Lily Tomlin knows that a remake of the 1980 comedy classic 9 to 5 would be tricky. Particularly since the world she, Jane Fonda and Dolly Parton parodied has changed so much. And that’s why a sequel never happened.
“We had one official crack at the script,” Tomlin said in a People interview. “The draft just didn’t work for us. We couldn’t really see the work world today [in the pages]. People work from home. They take gig work. They don’t even know their boss. They’re at home!”
The trio ended up passing, with Parton telling Entertainment Tonight that the women had “dropped that whole idea.”
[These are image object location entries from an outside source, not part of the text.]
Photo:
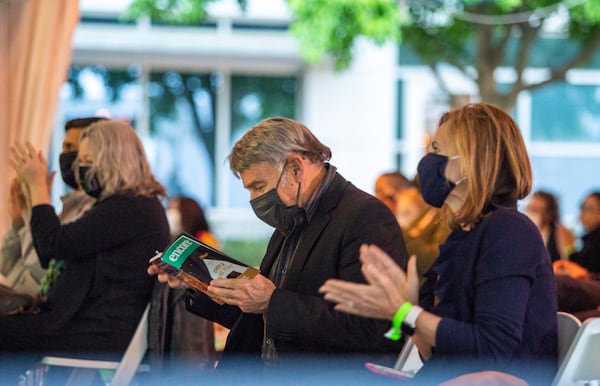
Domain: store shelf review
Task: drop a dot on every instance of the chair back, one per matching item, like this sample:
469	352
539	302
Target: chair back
134	354
580	365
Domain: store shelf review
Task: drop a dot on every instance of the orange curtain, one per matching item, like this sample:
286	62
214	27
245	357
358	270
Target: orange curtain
35	53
“I don’t think we’re going to do the sequel,” she said at the time. “We never could get the script where it was enough different than the first one, and that one turned out so good.”
Jennifer Aniston is producing a reimagining of 9 to 5, with a script by Oscar winner Diablo Cody.
Tomlin had mixed feelings about that news.
“I felt sort of the same way I felt about the musical,” she said. “You know, part of you feels rejected. You think that character’s yours always. And you could reembody it.”
She added: “It’s going to be tough to make [the movie] happen. My sympathies are with Jennifer and her writer, Diablo, who is a good writer.”
Next month, Tomlin appears in Netflix’s Outstanding: A Comedy Revolution, a documentary that examines how she and other LGBTQ+ comedians sharpened their wit amid the struggle for equality, turning pain into humor and laughter into change.
“The world has opened up in being able to relate to gay people,” she says. “I feel [proud] I was a part of that. I just can’t think there are more people unlike us than there are people like us. And I don’t mean gay — I mean human.”